Carmakers refrain from price hike despite surge in key input costs


Photo: Bloomberg

Photo: Bloomberg


  Car buyers have a reason to cheer — at least temporarily. In a departure from the previous trend, majority of passenger vehicle makers have refrained from going for an immediate price hike even as prices of key raw materials including steel, aluminium, copper, have risen sharply in the recent past. This, despite most companies seeing a good volume run, which in turn give them enough power to hike prices. 


Passenger vehicles sales in India rose 7.8 per cent to 3.2 million in 2018-19, according to Society of Indian Automobile Manufacturer (Siam). But most including volume carmakers Maruti Suzuki India and Hyundai Motor India have chosen to absorb input cost increase for the time being. 

Price changes in the car market are governed by the price leader. Maruti, the maker of Baleno and Brezza models, hasn’t increased car prices yet, setting precedence. January was the last month when Maruti and others increased prices as they entered the new model year.

Prices of hot-rolled (HR) steel has gone up 7.2 per cent from the March quarter till date, aluminium and nickel have gone up 19.4 per cent and 5.2 per cent, respectively, in the same period, according to Bloomberg. For the full year ended March, prices of HR steel and aluminium have gone up 22 per cent and 2.6 per cent, respectively, over a year ago-period.

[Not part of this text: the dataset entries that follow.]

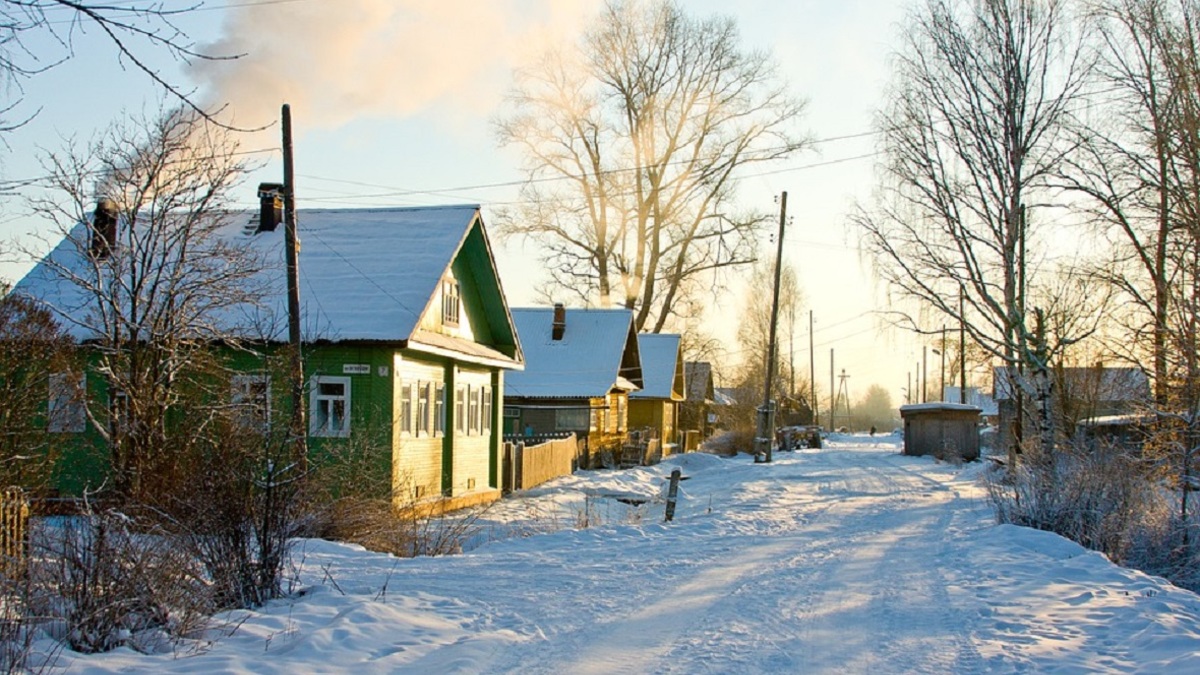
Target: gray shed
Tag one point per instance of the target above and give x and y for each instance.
(943, 430)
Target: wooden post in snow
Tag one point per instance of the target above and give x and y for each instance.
(672, 494)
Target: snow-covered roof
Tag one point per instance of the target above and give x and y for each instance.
(598, 348)
(973, 396)
(365, 274)
(725, 395)
(660, 366)
(1117, 419)
(937, 406)
(1097, 383)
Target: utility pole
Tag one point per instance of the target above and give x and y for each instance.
(767, 413)
(941, 382)
(832, 393)
(844, 393)
(924, 374)
(299, 430)
(813, 377)
(963, 350)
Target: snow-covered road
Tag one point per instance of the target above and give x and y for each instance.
(851, 559)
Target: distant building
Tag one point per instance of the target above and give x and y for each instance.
(657, 405)
(983, 400)
(580, 368)
(1075, 394)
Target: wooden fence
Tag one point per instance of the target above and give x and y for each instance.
(13, 531)
(527, 466)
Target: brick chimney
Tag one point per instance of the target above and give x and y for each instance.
(103, 228)
(559, 326)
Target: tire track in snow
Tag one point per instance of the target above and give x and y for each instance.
(861, 548)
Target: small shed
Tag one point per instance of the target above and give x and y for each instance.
(943, 430)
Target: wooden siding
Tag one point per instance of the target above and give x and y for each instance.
(472, 458)
(417, 458)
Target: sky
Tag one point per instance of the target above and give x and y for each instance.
(849, 559)
(393, 105)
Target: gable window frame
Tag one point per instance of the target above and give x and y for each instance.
(451, 302)
(473, 394)
(324, 401)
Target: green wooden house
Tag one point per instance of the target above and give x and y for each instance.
(407, 338)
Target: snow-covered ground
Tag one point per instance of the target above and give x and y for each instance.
(850, 559)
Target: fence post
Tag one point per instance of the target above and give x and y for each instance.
(519, 466)
(13, 520)
(672, 494)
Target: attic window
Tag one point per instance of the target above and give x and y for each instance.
(449, 302)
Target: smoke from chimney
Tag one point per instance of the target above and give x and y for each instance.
(339, 61)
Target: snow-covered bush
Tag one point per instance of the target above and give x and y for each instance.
(102, 580)
(1092, 495)
(1105, 499)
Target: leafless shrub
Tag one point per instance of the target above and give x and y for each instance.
(102, 580)
(1092, 495)
(1108, 500)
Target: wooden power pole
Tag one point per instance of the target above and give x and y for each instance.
(298, 430)
(767, 412)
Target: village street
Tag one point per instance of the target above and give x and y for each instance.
(851, 559)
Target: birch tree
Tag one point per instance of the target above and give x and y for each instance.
(37, 35)
(972, 129)
(141, 211)
(633, 145)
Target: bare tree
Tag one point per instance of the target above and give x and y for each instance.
(972, 130)
(37, 35)
(633, 153)
(150, 280)
(754, 330)
(1129, 163)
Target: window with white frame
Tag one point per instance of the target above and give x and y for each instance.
(599, 419)
(570, 419)
(473, 408)
(460, 408)
(118, 410)
(330, 405)
(439, 408)
(406, 408)
(66, 407)
(251, 398)
(450, 302)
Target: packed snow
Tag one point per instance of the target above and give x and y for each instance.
(849, 559)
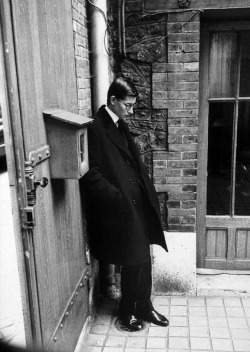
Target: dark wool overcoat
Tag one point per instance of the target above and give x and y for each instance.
(122, 210)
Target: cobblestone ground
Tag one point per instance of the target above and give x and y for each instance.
(196, 324)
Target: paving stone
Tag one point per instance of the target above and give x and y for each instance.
(222, 345)
(220, 333)
(197, 324)
(234, 312)
(156, 342)
(200, 343)
(95, 340)
(196, 302)
(178, 342)
(241, 345)
(232, 302)
(241, 334)
(163, 310)
(216, 311)
(199, 331)
(247, 312)
(178, 321)
(102, 319)
(198, 321)
(197, 311)
(161, 301)
(99, 329)
(178, 301)
(115, 332)
(176, 350)
(178, 310)
(240, 323)
(214, 302)
(115, 341)
(220, 322)
(158, 331)
(92, 349)
(136, 342)
(246, 302)
(178, 331)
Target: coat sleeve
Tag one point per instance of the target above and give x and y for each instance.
(98, 189)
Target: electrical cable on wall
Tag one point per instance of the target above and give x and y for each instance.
(107, 25)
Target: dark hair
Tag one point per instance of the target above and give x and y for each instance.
(121, 88)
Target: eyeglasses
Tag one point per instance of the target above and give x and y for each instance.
(128, 105)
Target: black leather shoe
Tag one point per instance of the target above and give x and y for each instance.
(131, 323)
(154, 317)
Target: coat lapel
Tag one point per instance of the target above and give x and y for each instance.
(112, 131)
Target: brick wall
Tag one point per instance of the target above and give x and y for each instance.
(176, 88)
(82, 56)
(163, 61)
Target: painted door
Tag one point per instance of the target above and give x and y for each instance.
(38, 67)
(224, 147)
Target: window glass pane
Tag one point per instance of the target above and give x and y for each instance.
(220, 133)
(245, 65)
(223, 64)
(242, 184)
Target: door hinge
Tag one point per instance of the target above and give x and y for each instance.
(28, 220)
(32, 183)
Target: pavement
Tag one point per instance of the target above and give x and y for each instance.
(196, 324)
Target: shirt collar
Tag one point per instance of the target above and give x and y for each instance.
(114, 117)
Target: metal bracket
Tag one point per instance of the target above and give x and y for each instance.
(39, 155)
(28, 221)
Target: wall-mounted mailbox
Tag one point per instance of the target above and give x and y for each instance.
(68, 141)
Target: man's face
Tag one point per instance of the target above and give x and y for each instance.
(123, 108)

Carmakers refrain from price hike despite surge in key input costs



In an earnings call earlier this month, Ajay Seth, chief financial officer at Maruti said even as increasing commodity prices have been bothering for some time, the company would go for a price increase only when it’s a must. So far, cost control measures coupled with a better product mix - higher contribution of pricier models in its overall sales mix - has helped the company keep prices in check. “We do not want to exploit this opportunity just because customers like our vehicles and there is a waiting time,” said Seth, adding, “We go for a price increase only if it becomes extremely necessary.”

Hyundai, the second-largest carmaker in India, and Honda Cars India also have not passed on the effects of commodity price increase. Rakesh Srivastava, director sales and marketing at Hyundai India, declined to comment. A spokesperson at Honda also declined to comment. 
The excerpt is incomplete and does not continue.